Giulia parou de mastigar por um momento, refletindo sobre como responder. Enquanto isso, Benedito, que estava em pé no canto da cozinha, terminando seu cafezinho antes de ir para a roça, observava a cena com os olhos arregalados.
Ele suspirou aliviado, lembrando do mal-entendido que quase causara. "Ainda bem que desfiz aquilo, senão o patrão ia acabar me matando", pensou ele. Ao ver o jeito de Carlos, notou algo diferente no patrão: "Será que ele tá afim da dona?"

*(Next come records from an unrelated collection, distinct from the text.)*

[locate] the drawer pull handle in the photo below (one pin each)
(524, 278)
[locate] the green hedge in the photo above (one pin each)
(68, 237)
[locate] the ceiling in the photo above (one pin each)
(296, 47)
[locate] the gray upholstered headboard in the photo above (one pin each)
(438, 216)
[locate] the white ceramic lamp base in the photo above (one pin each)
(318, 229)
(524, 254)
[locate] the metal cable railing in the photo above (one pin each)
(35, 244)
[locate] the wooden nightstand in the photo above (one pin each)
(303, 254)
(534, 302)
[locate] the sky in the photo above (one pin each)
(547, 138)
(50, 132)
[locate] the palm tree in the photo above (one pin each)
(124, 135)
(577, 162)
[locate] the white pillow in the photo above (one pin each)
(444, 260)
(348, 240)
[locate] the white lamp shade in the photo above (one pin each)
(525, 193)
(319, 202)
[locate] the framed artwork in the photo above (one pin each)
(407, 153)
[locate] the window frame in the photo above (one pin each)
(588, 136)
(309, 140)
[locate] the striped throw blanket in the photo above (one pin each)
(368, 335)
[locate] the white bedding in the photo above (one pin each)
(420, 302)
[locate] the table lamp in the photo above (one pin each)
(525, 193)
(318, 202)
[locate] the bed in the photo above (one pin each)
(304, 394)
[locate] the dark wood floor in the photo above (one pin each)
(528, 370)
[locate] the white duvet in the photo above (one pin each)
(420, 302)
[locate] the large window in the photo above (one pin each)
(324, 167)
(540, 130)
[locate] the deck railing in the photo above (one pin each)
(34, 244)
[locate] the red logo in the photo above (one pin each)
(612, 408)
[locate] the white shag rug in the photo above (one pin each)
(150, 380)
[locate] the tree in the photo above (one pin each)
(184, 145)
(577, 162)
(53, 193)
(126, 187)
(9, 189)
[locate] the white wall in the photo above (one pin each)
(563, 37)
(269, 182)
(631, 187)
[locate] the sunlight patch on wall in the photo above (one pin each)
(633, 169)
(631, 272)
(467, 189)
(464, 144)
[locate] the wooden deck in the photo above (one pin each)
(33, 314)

Giulia finalmente olhou para Carlos, tentando manter a calma, mesmo sabendo que era hora de contar um pouco de sua história. Ela sabia que não poderia dizer tudo, mas precisava ser convincente.
- Eu... sou da Itália como havia dito - começou, com a voz um pouco hesitante. - Vim para o Brasil por questões pessoais. Precisava de um tempo para mim, sabe? Algumas coisas aconteceram... e só precisava de espaço para pensar.
Carlos a observava atentamente, percebendo que havia mais na história do que ela dizia. Contudo, decidiu não pressionar, pelo menos não ainda.
- Entendo - respondeu ele com um sorriso leve. - Às vezes, todos nós precisamos de um pouco de distância para pensar melhor. Bem, enquanto estiver aqui, sinta-se em casa. E se precisar de algo, como já disse antes, estou ao seu dispor.
Giulia assentiu, grata pela gentileza.